Ah, yes. I've been aware of those Mesopotamian lyres for a good while now. I think I want to geek out about them, if you'll permit :)
There's a lot more engineering in them than meets the eye, some of which Peter Pringle talked about here and there. The first attempts at recreating those lyres — including trying to get something like the sound said to come out of them — ended quite catastrophically. If memory serves me, there was a lot of debate over how those "pegs" at the top could be used to tune them (which I know for a fact is a solved problem nowadays) but mainly getting the tuning right seemed impossible.
The issue was that the tension on the strings was so high that the crossbar would bend down with each string that was tuned, which in turn made all the previous ones out of tune. Wood alone just couldn't take it! I think the video you posted was recorded back when Pringle was still commenting about this issue, which I believe he later solved as you can see in this beast of a performance below.
I can't quite pull a quote here, but I believe he ended adding a metal bar inside the crossbar to be able to bear the load... And this refinement might have been there in the original specimens of this instrument, I was told. It's really incredible, isn't it? The instrument itself does sound like a cow, and in the video description Peter Pringle explains a lot about his rationale in the recreation.
Now, another very interesting lyre comes from Crete itself, from the Hagia Triada sarcophagus, which I had the pleasure of seeing for myself.
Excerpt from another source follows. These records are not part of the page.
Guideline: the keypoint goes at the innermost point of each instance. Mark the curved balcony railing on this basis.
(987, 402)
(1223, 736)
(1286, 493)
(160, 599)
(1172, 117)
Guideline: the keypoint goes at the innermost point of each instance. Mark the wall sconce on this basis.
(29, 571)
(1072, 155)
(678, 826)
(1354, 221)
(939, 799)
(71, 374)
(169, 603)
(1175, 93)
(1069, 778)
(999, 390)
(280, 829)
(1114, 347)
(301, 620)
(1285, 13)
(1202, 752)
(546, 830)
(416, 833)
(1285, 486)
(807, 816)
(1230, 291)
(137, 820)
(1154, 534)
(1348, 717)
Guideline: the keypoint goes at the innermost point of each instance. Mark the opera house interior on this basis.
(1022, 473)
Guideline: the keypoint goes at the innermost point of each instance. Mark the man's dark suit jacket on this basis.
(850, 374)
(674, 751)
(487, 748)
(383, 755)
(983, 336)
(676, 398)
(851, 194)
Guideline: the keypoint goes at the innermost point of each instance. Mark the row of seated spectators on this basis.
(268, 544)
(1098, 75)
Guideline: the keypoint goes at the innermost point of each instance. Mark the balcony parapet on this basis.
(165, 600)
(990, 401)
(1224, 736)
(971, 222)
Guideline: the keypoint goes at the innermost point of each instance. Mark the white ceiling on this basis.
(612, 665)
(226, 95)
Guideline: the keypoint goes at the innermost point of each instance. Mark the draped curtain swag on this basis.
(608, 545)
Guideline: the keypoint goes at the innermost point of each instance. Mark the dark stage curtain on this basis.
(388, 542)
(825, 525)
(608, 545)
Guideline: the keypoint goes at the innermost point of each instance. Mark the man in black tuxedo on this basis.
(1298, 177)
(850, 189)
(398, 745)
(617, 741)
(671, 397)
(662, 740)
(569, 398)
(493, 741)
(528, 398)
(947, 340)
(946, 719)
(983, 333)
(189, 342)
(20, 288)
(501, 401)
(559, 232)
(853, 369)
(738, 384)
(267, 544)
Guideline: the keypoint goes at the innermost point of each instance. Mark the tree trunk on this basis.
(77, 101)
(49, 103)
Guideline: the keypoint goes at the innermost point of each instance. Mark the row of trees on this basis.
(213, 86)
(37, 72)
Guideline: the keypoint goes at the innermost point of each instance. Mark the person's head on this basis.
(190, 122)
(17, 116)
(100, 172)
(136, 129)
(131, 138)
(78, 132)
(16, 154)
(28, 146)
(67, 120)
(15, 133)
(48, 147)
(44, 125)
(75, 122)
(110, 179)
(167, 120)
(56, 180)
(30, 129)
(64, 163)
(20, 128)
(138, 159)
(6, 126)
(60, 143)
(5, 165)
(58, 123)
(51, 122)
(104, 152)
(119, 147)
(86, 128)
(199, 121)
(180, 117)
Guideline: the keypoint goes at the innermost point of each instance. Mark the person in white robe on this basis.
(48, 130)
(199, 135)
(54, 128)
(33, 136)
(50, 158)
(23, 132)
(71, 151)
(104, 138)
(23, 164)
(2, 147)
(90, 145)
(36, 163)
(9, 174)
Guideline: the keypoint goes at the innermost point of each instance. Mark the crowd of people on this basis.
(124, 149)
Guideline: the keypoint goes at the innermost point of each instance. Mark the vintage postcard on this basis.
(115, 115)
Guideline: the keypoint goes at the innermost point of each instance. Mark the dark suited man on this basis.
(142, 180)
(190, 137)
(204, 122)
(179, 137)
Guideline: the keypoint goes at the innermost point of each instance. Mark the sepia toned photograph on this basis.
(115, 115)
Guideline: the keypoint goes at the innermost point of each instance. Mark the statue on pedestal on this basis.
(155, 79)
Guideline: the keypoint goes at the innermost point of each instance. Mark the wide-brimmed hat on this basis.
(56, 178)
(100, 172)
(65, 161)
It's also visible in this pottery from around 1200BC:
It's also been recreated by Luthieros, though it naturally comes with a number of creative liberties.
I bring all of this up for a reason, though. Crete was quite the maritime and economical powerhouse back in its time. There are Cretan artifacts spread all over the Mediterranean and North of Africa, and there's been a very healthy cultural mixing between Crete and Egypt. Scarab jewels were found in Crete, and it seems like there was a lot of artists coming back and forth learning techniques in foreign lands.Mind you, both the Mesopotamian and the Hagia Triada lyres far precede Ancient Greece as we know it! The myth of Hermes tells of his mother, Maia, giving birth to him and his little adventures shortly after, wherein he killed a turtle and some of Apollo's cattle, then used the shell, horns, leather and guts to fashion a lyre. If we think of this as belonging to "Ancient Greece" as a historical period, then look how advanced the Cretans and Mesopotamians that preceded them were! And that's being generous to the Cretans, because I wouldn't be surprised if the Hagia Triada lyre actually originated from Egypt. And Mesopotamia was not too distance from Crete either — don't quote me on this, but I think I saw on the Heraklion Museum some stuff about Cretan artifacts being found in Mesopotamian ruins.
Mind you, nowadays I play the lyre and I've become very immersed on its research and recreation. My interpretation, or perhaps I should call it my hypothesis, is that lyres must have been a very developed and refined category of musical instruments back in 1400BC. The ancients were no less criterious with their songs than we are today, they must have been inventive and ingenuous. I believe the most traditional turtle shell lyres (called chelys lyres) must have been extremely ancient, and by the Neopalatial Period (between 1750 and 1490BC) there must have been a wide variety of them. The consensus among historians and players is that, for example, the kithara (another kind of lyre, which you can see below) seems to have been exclusive to professional players, while the more average people used simpler versions of the instrument.
Now, I'm very eager to talk about all of this because recently I've been doing a lot thinking on this subject. Asterion's lyre will pop up a lot on Chapter 20 and I plan on giving it a new look. Back when the game started we didn't know much about lyres ourselves, so we went with a pretty standard design but now that I've been playing it for a while I have a better feel for what kind of lyre Asterion would want and how it would be preserved across the centuries.It's probably a bit dorky of me, but I want Asterion's lyre to be reproducible in real life because I've been approached by a handful of people who want to learn it because of Minotaur Hotel. In short, I'd love it to be a design and a sound that Asterion would be satisfied with, and I want it to have the standard of quality I've demanded out of my own lyre. Though I will say that I've realized that Asterion would not want a truly traditional Greek (chelys) lyre because they really are a bit too limiting. Someone like him, with all the time he's had, would want something more, which we will probably see soon. We haven't settled on a design, but for sure it will be one that is possible, good and affordable*
But I should probably confess that I'm not the most traditional of players myself! My lyre is almost 1 meter tall too, which almost every person on Earth would say is too much but I love this beast.
*Affordable in comparison to the usual price good lyres go for, which are easily above the 600-700USD range for even basic ones with only 7 strings, which I consider overpriced (my big beast of a lyre came out cheaper than that, it's better and has 13 strings, so I think I'm in a position to say this).
Anyway, I hope I've given you some food for thought, Sirius. As you can see I have a lot of opinions about lyres.